Tony Blair, widely criticised in recent days for offering Muammar Gaddafi “the hand of friendship” seven years ago, made an extraordinary personal intervention when he twice phoned the embattled Libyan dictator on Friday and asked him to stop killing protesters rising up against the regime.

Britain’s former prime minister made two unannounced calls to Colonel Gaddafi on Friday – the day the Libyan President appeared in public and exhorted a crowd of his hardcore supporters to “defend the nation” against the uprising and “crush the enemy” behind it. That defiant call to arms suggests that Col Gaddafi – who has rapidly returned to the international pariah status he had before the “deal in the desert” he negotiated with Mr Blair in 2004 – simply ignored the man who pioneered the dictator’s temporary rehabilitation by the West.
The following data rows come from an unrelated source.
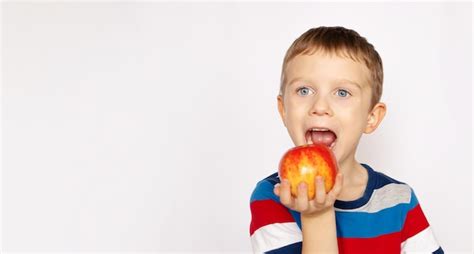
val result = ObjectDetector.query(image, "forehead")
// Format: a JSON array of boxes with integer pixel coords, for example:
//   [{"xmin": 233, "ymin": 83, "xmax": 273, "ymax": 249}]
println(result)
[{"xmin": 285, "ymin": 52, "xmax": 370, "ymax": 88}]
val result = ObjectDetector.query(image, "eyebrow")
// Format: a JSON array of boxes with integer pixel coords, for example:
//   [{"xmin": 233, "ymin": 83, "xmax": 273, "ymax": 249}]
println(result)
[
  {"xmin": 288, "ymin": 77, "xmax": 362, "ymax": 90},
  {"xmin": 336, "ymin": 78, "xmax": 362, "ymax": 90}
]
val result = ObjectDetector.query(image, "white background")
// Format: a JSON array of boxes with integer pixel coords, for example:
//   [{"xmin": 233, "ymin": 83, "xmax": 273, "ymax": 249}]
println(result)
[{"xmin": 1, "ymin": 2, "xmax": 472, "ymax": 253}]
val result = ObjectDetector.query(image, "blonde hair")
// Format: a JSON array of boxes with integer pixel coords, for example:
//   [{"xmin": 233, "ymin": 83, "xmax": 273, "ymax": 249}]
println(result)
[{"xmin": 279, "ymin": 26, "xmax": 383, "ymax": 108}]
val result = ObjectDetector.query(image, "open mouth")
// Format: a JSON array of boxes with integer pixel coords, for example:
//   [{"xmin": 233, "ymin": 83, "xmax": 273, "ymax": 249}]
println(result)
[{"xmin": 305, "ymin": 127, "xmax": 337, "ymax": 149}]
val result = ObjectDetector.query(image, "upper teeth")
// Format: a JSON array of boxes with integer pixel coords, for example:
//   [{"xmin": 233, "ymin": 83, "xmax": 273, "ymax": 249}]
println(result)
[{"xmin": 311, "ymin": 128, "xmax": 329, "ymax": 131}]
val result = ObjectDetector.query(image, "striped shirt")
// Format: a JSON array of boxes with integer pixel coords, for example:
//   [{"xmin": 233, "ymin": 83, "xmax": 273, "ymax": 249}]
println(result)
[{"xmin": 250, "ymin": 164, "xmax": 444, "ymax": 254}]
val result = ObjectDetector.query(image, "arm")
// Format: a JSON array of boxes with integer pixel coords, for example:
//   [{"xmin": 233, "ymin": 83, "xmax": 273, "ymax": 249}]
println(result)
[{"xmin": 275, "ymin": 174, "xmax": 342, "ymax": 254}]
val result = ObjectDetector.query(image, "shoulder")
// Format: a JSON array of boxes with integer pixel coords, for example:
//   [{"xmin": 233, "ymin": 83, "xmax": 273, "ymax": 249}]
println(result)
[
  {"xmin": 250, "ymin": 173, "xmax": 302, "ymax": 253},
  {"xmin": 373, "ymin": 166, "xmax": 418, "ymax": 209},
  {"xmin": 250, "ymin": 173, "xmax": 280, "ymax": 203}
]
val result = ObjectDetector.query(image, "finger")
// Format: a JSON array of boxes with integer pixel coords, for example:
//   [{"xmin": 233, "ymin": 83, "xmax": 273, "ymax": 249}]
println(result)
[
  {"xmin": 280, "ymin": 179, "xmax": 292, "ymax": 207},
  {"xmin": 327, "ymin": 173, "xmax": 344, "ymax": 203},
  {"xmin": 315, "ymin": 176, "xmax": 326, "ymax": 205},
  {"xmin": 273, "ymin": 183, "xmax": 280, "ymax": 197},
  {"xmin": 296, "ymin": 182, "xmax": 308, "ymax": 212}
]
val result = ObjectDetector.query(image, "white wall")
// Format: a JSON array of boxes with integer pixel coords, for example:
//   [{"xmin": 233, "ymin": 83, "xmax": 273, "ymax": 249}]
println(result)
[{"xmin": 1, "ymin": 2, "xmax": 472, "ymax": 253}]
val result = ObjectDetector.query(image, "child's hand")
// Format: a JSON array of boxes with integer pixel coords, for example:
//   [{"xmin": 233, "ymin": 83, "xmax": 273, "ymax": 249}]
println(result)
[{"xmin": 273, "ymin": 173, "xmax": 343, "ymax": 215}]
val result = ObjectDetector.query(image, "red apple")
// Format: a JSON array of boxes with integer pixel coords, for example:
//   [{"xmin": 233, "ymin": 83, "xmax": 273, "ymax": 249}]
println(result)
[{"xmin": 278, "ymin": 144, "xmax": 338, "ymax": 200}]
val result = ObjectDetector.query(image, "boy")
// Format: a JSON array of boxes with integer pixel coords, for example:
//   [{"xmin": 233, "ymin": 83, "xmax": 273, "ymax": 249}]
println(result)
[{"xmin": 250, "ymin": 27, "xmax": 443, "ymax": 254}]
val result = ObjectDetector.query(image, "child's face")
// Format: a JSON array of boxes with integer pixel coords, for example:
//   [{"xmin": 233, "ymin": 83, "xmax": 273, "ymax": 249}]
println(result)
[{"xmin": 278, "ymin": 51, "xmax": 385, "ymax": 163}]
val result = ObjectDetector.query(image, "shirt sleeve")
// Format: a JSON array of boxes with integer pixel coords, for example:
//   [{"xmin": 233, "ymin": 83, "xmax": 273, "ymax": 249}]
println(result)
[
  {"xmin": 250, "ymin": 181, "xmax": 302, "ymax": 254},
  {"xmin": 401, "ymin": 189, "xmax": 444, "ymax": 254}
]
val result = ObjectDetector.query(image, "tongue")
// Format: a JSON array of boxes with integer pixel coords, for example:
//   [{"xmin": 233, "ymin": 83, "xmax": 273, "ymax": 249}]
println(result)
[{"xmin": 311, "ymin": 131, "xmax": 336, "ymax": 146}]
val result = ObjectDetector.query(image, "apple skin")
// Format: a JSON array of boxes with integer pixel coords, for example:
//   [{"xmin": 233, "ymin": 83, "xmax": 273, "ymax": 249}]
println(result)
[{"xmin": 278, "ymin": 144, "xmax": 338, "ymax": 200}]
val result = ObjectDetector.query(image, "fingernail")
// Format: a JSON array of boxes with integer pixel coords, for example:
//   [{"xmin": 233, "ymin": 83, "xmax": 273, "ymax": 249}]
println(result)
[{"xmin": 298, "ymin": 182, "xmax": 306, "ymax": 190}]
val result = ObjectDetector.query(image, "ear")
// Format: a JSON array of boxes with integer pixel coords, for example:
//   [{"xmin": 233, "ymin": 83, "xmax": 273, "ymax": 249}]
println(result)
[
  {"xmin": 277, "ymin": 95, "xmax": 286, "ymax": 127},
  {"xmin": 364, "ymin": 102, "xmax": 387, "ymax": 134}
]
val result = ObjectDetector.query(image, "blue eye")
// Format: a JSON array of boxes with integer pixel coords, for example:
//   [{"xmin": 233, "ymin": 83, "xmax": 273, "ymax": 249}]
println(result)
[
  {"xmin": 337, "ymin": 89, "xmax": 350, "ymax": 97},
  {"xmin": 296, "ymin": 86, "xmax": 311, "ymax": 96}
]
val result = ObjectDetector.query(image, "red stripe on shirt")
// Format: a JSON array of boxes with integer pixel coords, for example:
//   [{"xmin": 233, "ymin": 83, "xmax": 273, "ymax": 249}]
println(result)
[
  {"xmin": 402, "ymin": 204, "xmax": 429, "ymax": 242},
  {"xmin": 337, "ymin": 232, "xmax": 401, "ymax": 254},
  {"xmin": 250, "ymin": 200, "xmax": 295, "ymax": 235}
]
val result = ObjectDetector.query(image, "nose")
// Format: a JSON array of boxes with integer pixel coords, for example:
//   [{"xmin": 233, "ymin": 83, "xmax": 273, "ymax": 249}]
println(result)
[{"xmin": 310, "ymin": 95, "xmax": 332, "ymax": 116}]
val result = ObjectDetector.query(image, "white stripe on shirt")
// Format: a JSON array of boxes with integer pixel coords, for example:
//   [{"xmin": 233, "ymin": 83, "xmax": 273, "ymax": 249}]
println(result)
[
  {"xmin": 250, "ymin": 222, "xmax": 303, "ymax": 253},
  {"xmin": 402, "ymin": 227, "xmax": 439, "ymax": 254}
]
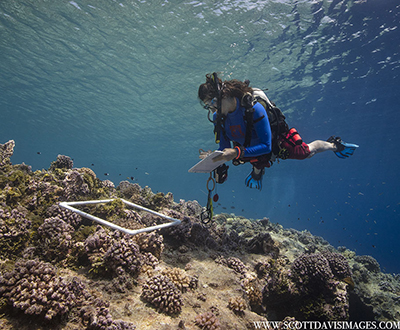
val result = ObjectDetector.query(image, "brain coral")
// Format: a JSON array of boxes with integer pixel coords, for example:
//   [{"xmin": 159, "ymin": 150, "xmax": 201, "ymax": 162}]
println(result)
[
  {"xmin": 141, "ymin": 275, "xmax": 183, "ymax": 314},
  {"xmin": 322, "ymin": 252, "xmax": 352, "ymax": 279},
  {"xmin": 291, "ymin": 253, "xmax": 333, "ymax": 286},
  {"xmin": 0, "ymin": 260, "xmax": 80, "ymax": 320}
]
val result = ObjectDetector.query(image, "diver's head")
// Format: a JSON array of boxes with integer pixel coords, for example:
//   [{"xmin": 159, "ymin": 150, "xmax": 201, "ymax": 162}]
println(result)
[{"xmin": 198, "ymin": 73, "xmax": 222, "ymax": 112}]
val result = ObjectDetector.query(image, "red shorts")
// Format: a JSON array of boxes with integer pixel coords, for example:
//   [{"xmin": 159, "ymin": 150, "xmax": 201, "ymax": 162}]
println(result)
[
  {"xmin": 279, "ymin": 128, "xmax": 310, "ymax": 159},
  {"xmin": 281, "ymin": 141, "xmax": 310, "ymax": 159}
]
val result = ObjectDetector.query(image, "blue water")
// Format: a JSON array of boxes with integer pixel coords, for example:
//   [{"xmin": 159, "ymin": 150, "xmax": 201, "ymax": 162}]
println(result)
[{"xmin": 0, "ymin": 0, "xmax": 400, "ymax": 273}]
Reports from the Libyan capital yesterday suggested that the dictator was carrying out his threat to arm supporters to strike back against the uprising. As tensions rose, David Cameron ordered an SAS rescue mission to pick up 150 citizens stranded in the remote oil fields south of the port of Benghazi.
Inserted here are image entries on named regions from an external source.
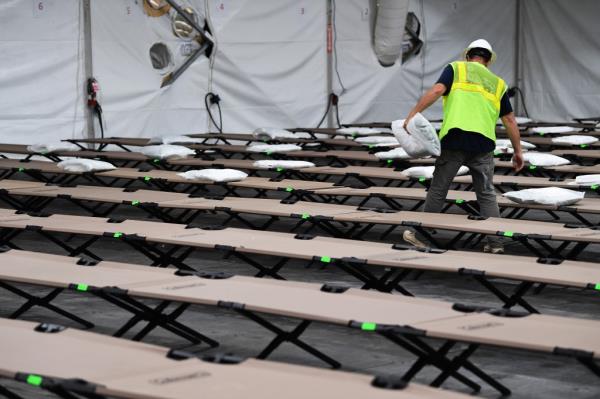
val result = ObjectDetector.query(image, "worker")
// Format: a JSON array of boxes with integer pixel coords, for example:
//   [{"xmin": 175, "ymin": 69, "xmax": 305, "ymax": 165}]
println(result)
[{"xmin": 403, "ymin": 39, "xmax": 524, "ymax": 253}]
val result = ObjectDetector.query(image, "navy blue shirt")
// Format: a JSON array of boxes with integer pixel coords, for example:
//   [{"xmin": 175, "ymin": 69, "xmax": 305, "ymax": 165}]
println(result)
[{"xmin": 436, "ymin": 64, "xmax": 513, "ymax": 153}]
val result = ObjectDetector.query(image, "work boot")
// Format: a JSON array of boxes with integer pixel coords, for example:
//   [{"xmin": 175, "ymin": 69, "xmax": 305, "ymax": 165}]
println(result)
[
  {"xmin": 483, "ymin": 243, "xmax": 504, "ymax": 254},
  {"xmin": 402, "ymin": 230, "xmax": 428, "ymax": 248}
]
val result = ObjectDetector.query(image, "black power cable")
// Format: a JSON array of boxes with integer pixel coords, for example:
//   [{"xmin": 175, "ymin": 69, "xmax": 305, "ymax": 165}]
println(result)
[
  {"xmin": 317, "ymin": 93, "xmax": 342, "ymax": 128},
  {"xmin": 204, "ymin": 92, "xmax": 223, "ymax": 133}
]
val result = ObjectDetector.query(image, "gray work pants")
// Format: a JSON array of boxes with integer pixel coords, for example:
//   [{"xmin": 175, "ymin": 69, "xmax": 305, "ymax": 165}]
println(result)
[{"xmin": 424, "ymin": 149, "xmax": 501, "ymax": 244}]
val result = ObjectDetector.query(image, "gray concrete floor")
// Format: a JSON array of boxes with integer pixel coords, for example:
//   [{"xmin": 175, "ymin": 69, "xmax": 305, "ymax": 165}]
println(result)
[{"xmin": 0, "ymin": 184, "xmax": 600, "ymax": 399}]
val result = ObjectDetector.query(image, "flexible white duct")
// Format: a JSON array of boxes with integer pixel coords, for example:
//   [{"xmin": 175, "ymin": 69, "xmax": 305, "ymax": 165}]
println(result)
[{"xmin": 373, "ymin": 0, "xmax": 409, "ymax": 66}]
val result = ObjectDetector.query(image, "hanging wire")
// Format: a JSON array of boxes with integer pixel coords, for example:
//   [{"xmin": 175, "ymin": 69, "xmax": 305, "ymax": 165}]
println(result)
[
  {"xmin": 204, "ymin": 92, "xmax": 223, "ymax": 133},
  {"xmin": 331, "ymin": 0, "xmax": 346, "ymax": 94}
]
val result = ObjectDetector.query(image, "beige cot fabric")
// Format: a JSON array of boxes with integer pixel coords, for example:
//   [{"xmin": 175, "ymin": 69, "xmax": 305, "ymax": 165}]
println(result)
[
  {"xmin": 0, "ymin": 214, "xmax": 600, "ymax": 288},
  {"xmin": 0, "ymin": 252, "xmax": 600, "ymax": 358},
  {"xmin": 0, "ymin": 319, "xmax": 465, "ymax": 399},
  {"xmin": 418, "ymin": 313, "xmax": 600, "ymax": 359}
]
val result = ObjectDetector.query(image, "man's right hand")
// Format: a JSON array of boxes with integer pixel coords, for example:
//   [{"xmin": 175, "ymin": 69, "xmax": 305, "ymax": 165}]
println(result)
[{"xmin": 512, "ymin": 151, "xmax": 525, "ymax": 172}]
According to Whitehall sources, Mr Blair made an initial call to the Libyan President, who has ordered helicopter gunships to fire on protesters he described as “rats” and “cockroaches”. The Middle East envoy urged him to cease the attacks. The sources suggested that, after consultations with the British Foreign Office, Mr Blair was told that the UK Government would prefer the Libyan President to step down, and so he agreed to phone him again and transmit that message. There was no comment from Mr Blair’s office yesterday. Government sources could not say last night whether ministers knew in advance about the initial phone call.

The first oblique hint that Mr Blair might be in active contact with the Libyan regime came in a routine briefing on Friday in which US State Department spokesman P J Crowley said the former PM was among the international figures that Secretary of State Hillary Clinton had spoken to during the day. Asked why Mrs Clinton called Mr Blair and if it was because of “his dealings with Gaddafi over the Lockerbie bomber”, the spokesman said of Mr Blair: “He has very important and valuable contacts inside of Libya.”

Defenders of the “deal in the desert” – in which Col Gaddafi was to eschew global terror in return for having international oil companies help him extract Libya’s massive oil reserves – have argued that it enabled the West to determine that Libya would give up plans for weapons of mass destruction.

But critics argue that Western business, and oil interests, lay behind the rapprochement with Gaddafi and that it was a serious strategic mistake to rebuild relations with the man who had supported the IRA with weapons and instigated Lockerbie.

Mr Blair has always said he never had any commercial relationship with anyone in the Gaddafi family or the Libyan government, but since leaving office he is understood to have travelled to Tripoli on business for the US bank JP Morgan Chase. He also met Gaddafi in Tripoli as recently as last summer.